Edmondson: Há muitos trabalhos acadêmicos sendo feitos sobre isso, bastante interessantes. A única coisa que podemos dizer com segurança agora é que é um trabalho em andamento. Imagine ter um membro da equipe que é sempre agradável, que sempre faz qualquer tarefa que você pede. Eles são incansáveis, nunca se esgotam. A princípio, você pode pensar que tem o colega de equipe perfeito. Mas, na realidade, você também tem um colega de equipe problemático, especialmente porque ele é sempre agradável e tende a dizer o que você quer ouvir. Muitos sistemas de IA são, inadvertidamente ou deliberadamente, programados para dizer o que você quer ouvir. Portanto, as equipes precisam usar a IA com sabedoria. Elas precisam reagir, se envolver em debates e conversas difíceis, assim como eu teria dito há dez anos sobre equipes exclusivamente humanas. Uma equipe altamente funcional tem debate, franqueza, pessoas se manifestando, ideias sendo trocadas. A IA comete muitos erros, mas com tanta confiança que você pode ser facilmente enganado. Existe um perigo real nesse sentido.
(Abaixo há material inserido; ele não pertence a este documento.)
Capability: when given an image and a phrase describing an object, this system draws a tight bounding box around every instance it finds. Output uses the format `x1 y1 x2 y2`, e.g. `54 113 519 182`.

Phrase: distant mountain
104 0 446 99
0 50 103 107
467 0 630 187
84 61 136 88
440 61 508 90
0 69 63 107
Valor: Quais precauções as organizações devem tomar ao adotar IA no dia a dia do trabalho?

Edmondson: Acredito que a melhor precaução é chamar continuamente a atenção para o contexto e reforçar os objetivos. Isso significa ser claro, e até repetitivo, sobre quem somos, por que estamos aqui e o que estamos tentando realizar. Ao enfatizar o contexto e a significância dos objetivos, você faz duas coisas ao mesmo tempo: inspira as pessoas a trabalhar duro, mas também as informa que as coisas vão dar errado e que suas vozes importam. E isso é uma aventura, certo? É uma aventura na qual espero que você se junte a mim. Não é uma sentença de prisão, é mais uma jornada. É a jornada do herói. Todos nós temos que nos inscrever na nossa.

Valor: A tecnologia é a jornada. E o futuro nunca foi tão incerto.

Edmondson: Sim, tecnologia é sobre crescimento. Temos que crescer, nos esforçar. Nem tudo vai funcionar perfeitamente o tempo todo, mas tudo bem. É assim que deve ser. Faz parte. E o futuro nunca foi tão incerto na minha vida. E essa é uma vida longa [risos].